Zona aman lainnya bagi Gajah Sumatra adalah gajah yang berada di kantung habitat kecil dikelola oleh Lembaga Konservasi seperti yang dilakukan oleh WWF –  Indonesia bekerja sama dengan Dirjen PHKA Kementrian Kehutanan,  disebut Flying Squad. Areal ini  berada  di Riau dan Lampung. Di Provinsi Aceh disebut Conservation Response Unit (CRU), dikelola oleh Flora Fauna International bekerja sama dengan Dirjen PHKA Kementrian Kehutanan. Selebihnya, diluar kawasan ini maka gajah setiap saat akan berhadapan dengan maut.

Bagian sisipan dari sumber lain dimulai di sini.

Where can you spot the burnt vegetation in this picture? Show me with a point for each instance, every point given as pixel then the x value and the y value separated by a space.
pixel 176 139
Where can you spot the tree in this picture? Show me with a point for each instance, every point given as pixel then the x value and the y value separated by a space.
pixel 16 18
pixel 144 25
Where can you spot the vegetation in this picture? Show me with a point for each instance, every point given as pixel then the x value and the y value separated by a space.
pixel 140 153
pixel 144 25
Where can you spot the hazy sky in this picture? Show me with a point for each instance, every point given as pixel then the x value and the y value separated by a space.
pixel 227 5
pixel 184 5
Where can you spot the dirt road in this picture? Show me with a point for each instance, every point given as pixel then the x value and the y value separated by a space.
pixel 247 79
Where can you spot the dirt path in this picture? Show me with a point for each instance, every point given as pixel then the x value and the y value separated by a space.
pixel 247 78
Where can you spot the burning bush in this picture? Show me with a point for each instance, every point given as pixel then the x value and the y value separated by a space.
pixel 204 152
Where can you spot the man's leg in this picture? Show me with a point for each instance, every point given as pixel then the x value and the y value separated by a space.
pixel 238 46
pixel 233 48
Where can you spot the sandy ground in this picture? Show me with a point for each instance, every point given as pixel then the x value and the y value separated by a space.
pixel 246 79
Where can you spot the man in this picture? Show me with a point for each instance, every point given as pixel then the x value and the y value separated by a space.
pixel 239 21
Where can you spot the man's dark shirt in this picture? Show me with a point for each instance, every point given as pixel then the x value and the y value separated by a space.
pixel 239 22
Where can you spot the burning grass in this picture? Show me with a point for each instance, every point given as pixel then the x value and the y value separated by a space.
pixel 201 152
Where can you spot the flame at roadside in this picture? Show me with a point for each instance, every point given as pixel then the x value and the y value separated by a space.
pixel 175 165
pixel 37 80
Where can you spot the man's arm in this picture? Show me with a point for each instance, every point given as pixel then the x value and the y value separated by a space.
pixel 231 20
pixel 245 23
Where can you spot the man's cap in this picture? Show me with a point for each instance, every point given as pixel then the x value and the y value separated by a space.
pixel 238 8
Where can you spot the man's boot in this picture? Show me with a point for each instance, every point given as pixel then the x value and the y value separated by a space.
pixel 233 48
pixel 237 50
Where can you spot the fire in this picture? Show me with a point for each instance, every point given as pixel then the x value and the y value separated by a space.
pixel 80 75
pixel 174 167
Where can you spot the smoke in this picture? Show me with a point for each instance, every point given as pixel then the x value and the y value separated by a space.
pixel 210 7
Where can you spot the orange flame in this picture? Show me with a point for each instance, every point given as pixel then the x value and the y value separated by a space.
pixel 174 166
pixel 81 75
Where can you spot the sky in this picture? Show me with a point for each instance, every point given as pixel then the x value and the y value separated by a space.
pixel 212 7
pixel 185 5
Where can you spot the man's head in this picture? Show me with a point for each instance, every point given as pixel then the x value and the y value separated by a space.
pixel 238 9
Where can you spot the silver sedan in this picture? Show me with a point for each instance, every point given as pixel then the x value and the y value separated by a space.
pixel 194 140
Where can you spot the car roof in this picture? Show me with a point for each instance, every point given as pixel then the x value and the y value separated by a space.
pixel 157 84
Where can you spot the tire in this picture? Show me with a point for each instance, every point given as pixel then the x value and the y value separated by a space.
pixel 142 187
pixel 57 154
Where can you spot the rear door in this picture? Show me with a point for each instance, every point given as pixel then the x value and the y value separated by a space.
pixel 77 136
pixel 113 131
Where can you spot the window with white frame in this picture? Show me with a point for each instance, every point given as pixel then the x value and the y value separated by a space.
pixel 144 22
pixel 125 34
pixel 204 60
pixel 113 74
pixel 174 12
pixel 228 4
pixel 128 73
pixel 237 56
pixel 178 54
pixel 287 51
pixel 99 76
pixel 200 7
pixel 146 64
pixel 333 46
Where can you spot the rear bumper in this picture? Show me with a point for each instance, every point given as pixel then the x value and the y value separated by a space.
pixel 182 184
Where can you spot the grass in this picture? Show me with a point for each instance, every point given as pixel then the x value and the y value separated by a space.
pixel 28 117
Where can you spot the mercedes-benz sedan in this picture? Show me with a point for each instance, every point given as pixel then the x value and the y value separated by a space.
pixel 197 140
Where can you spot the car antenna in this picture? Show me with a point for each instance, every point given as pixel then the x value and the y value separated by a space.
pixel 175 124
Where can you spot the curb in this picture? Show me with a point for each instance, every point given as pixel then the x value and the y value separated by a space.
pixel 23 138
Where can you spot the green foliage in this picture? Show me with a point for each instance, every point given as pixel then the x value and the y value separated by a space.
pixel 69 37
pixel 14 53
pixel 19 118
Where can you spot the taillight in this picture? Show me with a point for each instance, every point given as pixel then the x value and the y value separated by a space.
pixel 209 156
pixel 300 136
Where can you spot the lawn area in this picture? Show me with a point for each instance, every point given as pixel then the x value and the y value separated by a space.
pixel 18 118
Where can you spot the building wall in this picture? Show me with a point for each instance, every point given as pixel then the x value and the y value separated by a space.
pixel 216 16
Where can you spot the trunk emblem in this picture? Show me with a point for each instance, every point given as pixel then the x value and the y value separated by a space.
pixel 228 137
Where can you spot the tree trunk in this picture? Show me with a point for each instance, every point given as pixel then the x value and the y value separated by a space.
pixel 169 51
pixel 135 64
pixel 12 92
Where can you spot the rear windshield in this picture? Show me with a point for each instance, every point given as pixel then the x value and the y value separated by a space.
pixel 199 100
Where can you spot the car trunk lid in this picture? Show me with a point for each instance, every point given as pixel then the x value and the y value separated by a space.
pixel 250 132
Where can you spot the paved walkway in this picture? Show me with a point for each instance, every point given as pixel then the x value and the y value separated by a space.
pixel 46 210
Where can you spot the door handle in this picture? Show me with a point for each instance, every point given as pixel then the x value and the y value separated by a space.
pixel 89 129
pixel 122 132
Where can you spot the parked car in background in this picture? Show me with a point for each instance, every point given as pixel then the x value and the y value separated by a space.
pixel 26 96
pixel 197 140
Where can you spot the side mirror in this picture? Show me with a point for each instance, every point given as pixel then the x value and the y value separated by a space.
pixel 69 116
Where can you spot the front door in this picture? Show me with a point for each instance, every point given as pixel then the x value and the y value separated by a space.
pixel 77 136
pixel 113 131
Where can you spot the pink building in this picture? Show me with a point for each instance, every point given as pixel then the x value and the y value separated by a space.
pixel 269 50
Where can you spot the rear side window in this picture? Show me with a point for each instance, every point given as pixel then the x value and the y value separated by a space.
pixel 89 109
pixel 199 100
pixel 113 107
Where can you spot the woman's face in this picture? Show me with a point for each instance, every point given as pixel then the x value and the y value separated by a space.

Saat ini gajah terus mencoba masuk ke perkebunan yang sebenarnya memang merupakan lintasannya. Gajah akan terus belajar dari tindakan penanganan yang kita dilakukan. Kita juga seharusnya belajar dari tindakan yang dilakukan gajah. Apabila gajah bisa melewati tindakan penanganan manusia, maka perbaikan penanganan konflik  harus dilakukan oleh pengelola.

Pengurangan konflik manusia dan gajah memang tidak mudah bahkan berbahaya bagi para penghalaunya. Tetapi bagaimana pun usaha ini harus dilakukan secara terus menerus untuk melindungi gajah dan masyarakat. Tim penanganan konflik manusia dan gajah harus terus dilakukan, tentu dengan motivasi yang tinggi. Ketidaknya, keberhasilan suatu teknik pengusiran gajah bukan merupakan kelemahan teknik tersebut, hanya saja seringkali salah dalam penerapannya.

Tugas-tugas PLG, CRU atau flying Squad adalah untuk meminimalkan konflik manusia dengan gajah dengan tujuan utama mengembalikan gajah liar ke habitatnya, melaksanakan patroli rutin dan melindungi masyarakat sekitar hutan.

Keuntungan yang diperoleh dari  keefektifan pengusiran  gajah dapat menumbuhkan kepercayaan diri masyarakat bahwa gajah liar dapat ditanggulangi.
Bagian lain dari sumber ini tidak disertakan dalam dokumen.